Cross-Dressing
Transvestism
Added 21 Jun 2026 · Updated 23 Jun 2026
Wearing clothing associated with another gender, sometimes for erotic arousal and sometimes for comfort, self-expression, or relaxation. When arousal is persistent and causes distress it is diagnosed clinically as transvestic disorder; the interest itself is benign and distinct from transgender identity.
- Prevalence
- Common
- Category
- Identity & Transformation
- Clinical term
- Transvestism
- Domain
- Sexual interest · Paraphilia
- Confidence
- Medium confidence
- Status
- Recognized as transvestic disorder in DSM-5-TR/ICD-11 only when arousal causes distress or impairment; the interest itself is common and benign and is distinct from transgender identity.
- Also known as
- transvestic fetishism, fetishistic transvestism, crossdressing, femboy interest, en femme, transvestism, transvestic interest
- Added
- 21 Jun 2026
- Updated
- 23 Jun 2026
LegalLegal; cross-dressing is lawful self-expression, though local social attitudes vary.
Popularity index
About this readingThe Popularity Index is a 0–100 estimate of how widespread an interest is worldwide, blending five weighted signals — prevalence, search interest, community size, cultural visibility and research attention. The rank and percentile place this entry against all 389 catalogued entries.Read the methodology- This entry
- Median
- Middle half
Featured in
Overview
Cross-dressing is the practice of wearing garments and adopting a presentation typically associated with a gender other than one's own. Motivations span a wide spectrum: for some the interest is primarily erotic, while for others it is about comfort, play, relaxation, or exploring a different self-presentation (sometimes described as going "en femme"). Crucially, cross-dressing as an interest is distinct from being transgender, which concerns a person's internal gender identity rather than the meaning attached to clothing. This article traces the term's clinical lineage, how it was untangled from related concepts, how the interest is expressed, and why the modern diagnosis covers only a narrow, distress-defined slice of the behaviour.
History & origins
People have worn clothing across gender lines for ceremonial, theatrical, religious and personal reasons throughout recorded history. The clinical vocabulary, however, is barely more than a century old, and much of its history is the gradual work of separating phenomena that early sexologists ran together.
Clinical lineage
- 1886: Richard von Krafft-Ebing described related cases of cross-gender dressing within his catalogue of sexual variation in Psychopathia Sexualis, though without a dedicated term and largely folded into broader notions of "inversion."
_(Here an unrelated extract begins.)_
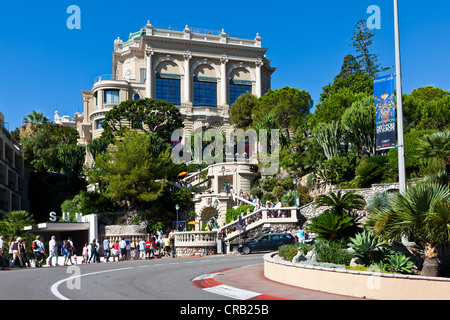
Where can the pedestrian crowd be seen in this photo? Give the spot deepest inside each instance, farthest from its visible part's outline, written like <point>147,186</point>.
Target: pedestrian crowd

- 1910: The German physician and sexologist Magnus Hirschfeld coined the term transvestism in Die Transvestiten: Eine Untersuchung über den Erotischen Verkleidungstrieb ("Transvestites: an investigation of the erotic urge to disguise"). Building the word from Latin trans ("across") and vestire ("to clothe"), Hirschfeld used seventeen first-person case narratives to argue that the urge to dress in another gender's clothes was its own concept (distinct from homosexuality, fetishism and psychopathology) a deliberate disentangling described on Wikipedia.
- 1920s onward: Havelock Ellis, uncomfortable with the clothing-centred emphasis of "transvestism," proposed the alternative eonism, named after the 18th-century French diplomat the Chevalier d'Éon, who lived publicly in both masculine and feminine roles.
- 1980: The DSM-III formally introduced transvestism (later transvestic fetishism in DSM-III-R/DSM-IV), at that point restricted to heterosexual men.
- 2013 → present: As detailed on Wikipedia's transvestic disorder entry, the DSM-5/DSM-5-TR renamed the category transvestic disorder, removed the heterosexual-male restriction, and, like the ICD-11, applies it only when persistent arousal from cross-dressing causes clinically significant distress or impairment. The ICD-11 went further, deprecating the standalone label in favour of the broader "paraphilic disorder involving solitary behaviour or consenting individuals," explicitly to avoid stigmatising non-distressing variation. Ordinary cross-dressing now sits entirely outside the scope of pathology.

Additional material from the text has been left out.